As I asked, Arkana swooped down, black cloth popping and crackling in the wind. She carried One-Eye’s spear and his ugly old hat. The hat still smelled of the ugly old man who had worn it.

  “Right there where the red flag is.”

  Poles with colored streamers indicated points where the Unknown Shadows had detected something human under the rubble. There were just two red ribbons. The rest were black. There would be no rush to dig there. The red streamer not indicated by Tobo was the focus of frenzied activity.

  I asked, “What’s over there?”

  “Ten to twelve people trapped in one of the treasury strong rooms. We’re sending water and soup down through bamboo pipes. They’ll be all right.”

  “Uhm.” I could imagine the nightmares they would suffer for the rest of their lives. “Just hang onto that stuff,” I told Arkana. I studied the stone around the base of the red-streamer pole. “Tobo, are they conscious down there?”

  “I don’t think so.”

  “I’d hate to think they’re just waiting to do something obnoxious when we dig them out.”

  He said, “We can just leave them there. Without water they’ll die.”

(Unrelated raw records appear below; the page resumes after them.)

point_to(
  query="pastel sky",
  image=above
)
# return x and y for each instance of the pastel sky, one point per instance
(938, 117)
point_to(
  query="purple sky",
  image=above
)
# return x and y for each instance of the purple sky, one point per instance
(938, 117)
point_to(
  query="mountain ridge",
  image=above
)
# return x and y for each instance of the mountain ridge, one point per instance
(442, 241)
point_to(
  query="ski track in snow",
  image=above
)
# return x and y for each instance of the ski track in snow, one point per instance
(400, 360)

  “It’s a solution.” But not one that interested me. Only Booboo would really suffer. “Suvrin, may I?” When he nodded I beckoned some men who were standing around awaiting instructions. If the girl was aware I was sure we would get a dose of “love me” real quick. Which meant only people in Voroshk clothing should do the final digging.

  * * *

  The Khadidas and Daughter of Night had crawled into a corner of their hiding place when the collapse came. The walls had held up just enough. But they had not had time to collect food and water.

  Sadly, my baby did have a lamp and supplies and did make a valiant attempt to keep right on enscribing the Books of the Dead, perhaps in hope of lending Kina enough strength to save her. She could not have had much hope otherwise.

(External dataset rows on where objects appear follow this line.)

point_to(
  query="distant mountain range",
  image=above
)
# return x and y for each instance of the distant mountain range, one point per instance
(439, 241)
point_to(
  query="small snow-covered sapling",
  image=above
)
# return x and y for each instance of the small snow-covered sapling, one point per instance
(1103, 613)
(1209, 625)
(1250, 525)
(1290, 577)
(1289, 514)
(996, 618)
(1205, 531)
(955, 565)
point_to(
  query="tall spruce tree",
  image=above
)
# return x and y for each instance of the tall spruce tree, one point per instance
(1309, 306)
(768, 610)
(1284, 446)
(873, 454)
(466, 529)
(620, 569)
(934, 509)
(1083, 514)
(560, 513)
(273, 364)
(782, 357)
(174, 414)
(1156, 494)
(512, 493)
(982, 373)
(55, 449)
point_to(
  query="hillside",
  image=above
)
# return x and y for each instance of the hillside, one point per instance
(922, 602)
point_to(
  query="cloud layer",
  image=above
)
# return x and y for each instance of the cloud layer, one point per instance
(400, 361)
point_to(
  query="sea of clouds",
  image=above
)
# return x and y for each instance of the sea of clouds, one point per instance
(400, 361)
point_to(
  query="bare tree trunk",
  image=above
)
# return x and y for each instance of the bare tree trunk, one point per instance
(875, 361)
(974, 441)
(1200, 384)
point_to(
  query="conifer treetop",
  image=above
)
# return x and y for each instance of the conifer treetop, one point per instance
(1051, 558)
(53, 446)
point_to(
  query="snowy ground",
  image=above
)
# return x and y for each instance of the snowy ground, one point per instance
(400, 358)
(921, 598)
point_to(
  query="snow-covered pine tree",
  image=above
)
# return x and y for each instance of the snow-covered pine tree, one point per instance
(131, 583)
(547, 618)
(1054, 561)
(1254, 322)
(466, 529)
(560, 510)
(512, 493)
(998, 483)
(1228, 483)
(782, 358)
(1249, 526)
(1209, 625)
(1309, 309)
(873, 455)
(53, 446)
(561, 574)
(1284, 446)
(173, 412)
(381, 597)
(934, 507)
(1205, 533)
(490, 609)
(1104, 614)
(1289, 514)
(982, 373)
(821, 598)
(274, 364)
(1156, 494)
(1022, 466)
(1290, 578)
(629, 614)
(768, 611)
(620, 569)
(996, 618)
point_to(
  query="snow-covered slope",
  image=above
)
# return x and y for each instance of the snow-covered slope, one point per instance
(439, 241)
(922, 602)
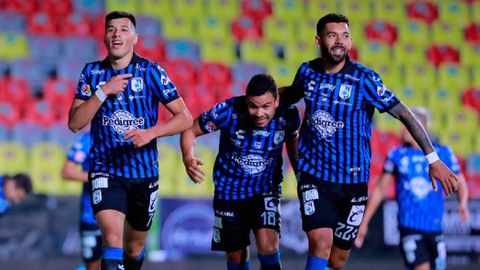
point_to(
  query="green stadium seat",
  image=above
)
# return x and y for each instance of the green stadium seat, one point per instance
(455, 78)
(168, 165)
(131, 6)
(13, 158)
(413, 32)
(447, 32)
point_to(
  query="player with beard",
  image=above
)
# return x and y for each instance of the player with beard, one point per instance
(334, 145)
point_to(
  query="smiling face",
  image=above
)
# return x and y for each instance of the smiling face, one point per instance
(120, 37)
(334, 42)
(262, 108)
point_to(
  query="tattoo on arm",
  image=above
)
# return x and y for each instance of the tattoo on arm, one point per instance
(414, 126)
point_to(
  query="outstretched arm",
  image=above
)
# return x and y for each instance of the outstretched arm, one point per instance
(437, 168)
(374, 201)
(187, 144)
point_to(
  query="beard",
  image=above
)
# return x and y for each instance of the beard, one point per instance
(333, 59)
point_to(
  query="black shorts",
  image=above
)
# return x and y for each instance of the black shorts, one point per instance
(91, 242)
(331, 205)
(235, 219)
(421, 247)
(135, 198)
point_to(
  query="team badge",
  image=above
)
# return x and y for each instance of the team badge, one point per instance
(345, 91)
(137, 84)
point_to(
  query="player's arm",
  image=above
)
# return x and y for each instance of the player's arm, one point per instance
(181, 120)
(462, 194)
(82, 112)
(437, 168)
(187, 144)
(374, 200)
(292, 151)
(70, 171)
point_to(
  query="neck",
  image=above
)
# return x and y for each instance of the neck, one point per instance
(120, 63)
(330, 67)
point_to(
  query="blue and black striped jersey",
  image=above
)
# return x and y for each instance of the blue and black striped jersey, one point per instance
(249, 160)
(419, 207)
(78, 154)
(136, 107)
(334, 143)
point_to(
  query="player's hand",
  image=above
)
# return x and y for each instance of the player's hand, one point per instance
(117, 84)
(362, 232)
(447, 178)
(192, 166)
(139, 137)
(463, 213)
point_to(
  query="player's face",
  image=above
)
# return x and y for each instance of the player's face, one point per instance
(13, 194)
(120, 36)
(262, 108)
(335, 42)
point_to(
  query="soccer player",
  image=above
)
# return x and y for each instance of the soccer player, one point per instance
(334, 144)
(90, 236)
(420, 210)
(13, 190)
(247, 171)
(120, 96)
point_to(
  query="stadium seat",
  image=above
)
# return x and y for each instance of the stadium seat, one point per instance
(125, 5)
(91, 7)
(45, 169)
(182, 49)
(242, 72)
(426, 11)
(151, 47)
(381, 31)
(14, 158)
(13, 46)
(148, 26)
(75, 24)
(245, 27)
(219, 49)
(439, 54)
(12, 21)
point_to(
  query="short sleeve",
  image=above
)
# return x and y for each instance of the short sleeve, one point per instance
(217, 117)
(161, 85)
(84, 90)
(377, 94)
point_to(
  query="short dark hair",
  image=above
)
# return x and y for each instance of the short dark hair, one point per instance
(261, 83)
(329, 18)
(118, 15)
(23, 181)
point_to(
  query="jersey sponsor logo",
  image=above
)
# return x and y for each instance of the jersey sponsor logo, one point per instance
(420, 187)
(122, 121)
(356, 215)
(252, 164)
(325, 123)
(271, 204)
(97, 196)
(345, 91)
(137, 84)
(86, 90)
(278, 137)
(100, 182)
(309, 208)
(310, 195)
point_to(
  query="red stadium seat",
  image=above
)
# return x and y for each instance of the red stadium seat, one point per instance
(257, 9)
(9, 114)
(472, 32)
(438, 54)
(214, 72)
(426, 11)
(41, 23)
(245, 27)
(379, 31)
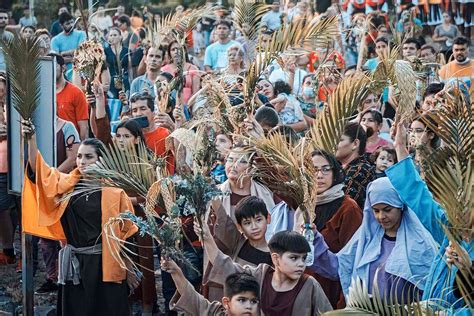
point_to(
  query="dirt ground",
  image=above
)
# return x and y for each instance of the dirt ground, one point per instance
(11, 292)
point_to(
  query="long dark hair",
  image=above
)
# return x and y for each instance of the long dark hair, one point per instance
(135, 129)
(99, 146)
(354, 131)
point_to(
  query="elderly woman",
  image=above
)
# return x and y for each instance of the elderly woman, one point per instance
(391, 251)
(421, 137)
(337, 215)
(239, 185)
(350, 153)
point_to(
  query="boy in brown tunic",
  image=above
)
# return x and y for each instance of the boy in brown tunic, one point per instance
(241, 295)
(286, 290)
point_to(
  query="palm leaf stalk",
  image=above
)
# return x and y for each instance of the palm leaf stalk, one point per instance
(247, 17)
(128, 169)
(287, 171)
(88, 60)
(360, 302)
(449, 173)
(391, 71)
(22, 59)
(343, 103)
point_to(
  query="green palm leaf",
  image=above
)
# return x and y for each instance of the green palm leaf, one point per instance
(248, 16)
(22, 59)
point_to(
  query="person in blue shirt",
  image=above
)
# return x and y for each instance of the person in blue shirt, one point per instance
(272, 18)
(215, 57)
(441, 284)
(66, 42)
(153, 60)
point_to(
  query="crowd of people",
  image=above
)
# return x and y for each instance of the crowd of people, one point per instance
(375, 219)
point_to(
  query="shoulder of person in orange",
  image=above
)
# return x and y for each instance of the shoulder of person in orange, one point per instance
(156, 141)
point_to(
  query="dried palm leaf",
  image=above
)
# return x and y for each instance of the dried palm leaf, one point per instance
(22, 59)
(360, 302)
(219, 104)
(178, 24)
(128, 169)
(449, 173)
(298, 37)
(247, 17)
(287, 171)
(343, 103)
(399, 74)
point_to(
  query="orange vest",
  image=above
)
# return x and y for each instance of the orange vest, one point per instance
(42, 212)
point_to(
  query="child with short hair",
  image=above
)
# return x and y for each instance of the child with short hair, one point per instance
(248, 246)
(241, 294)
(252, 219)
(383, 158)
(285, 289)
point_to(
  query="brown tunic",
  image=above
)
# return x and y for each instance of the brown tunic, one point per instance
(310, 300)
(338, 230)
(192, 303)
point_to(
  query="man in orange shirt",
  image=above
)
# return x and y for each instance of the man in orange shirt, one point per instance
(461, 67)
(143, 104)
(71, 102)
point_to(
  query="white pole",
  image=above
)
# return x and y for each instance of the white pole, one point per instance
(32, 7)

  I thought a lot about what Booboo had been through in her near quarter century. About what had been done to her and what she believed she was. The loving part of me thought it might be a priceless mercy if she was saved the cruelty of reawakening.

  It never got beyond being a notion. No argument I could present would ever convince Lady that that was appropriate. She wanted a little Lady so badly.

  I discovered the Radisha beside me. It was amazing how much she had aged. She even carried a cane. “It’s true, you know,” she said in a weary voice.

  “What’s that?” Though I knew what she was going to say.

  “The coming of the Black Company did mean the end of Taglios. Just not the way we imagined.”

  “All we ever wanted was to pass on through.”

  She nodded, keeping her bitterness contained.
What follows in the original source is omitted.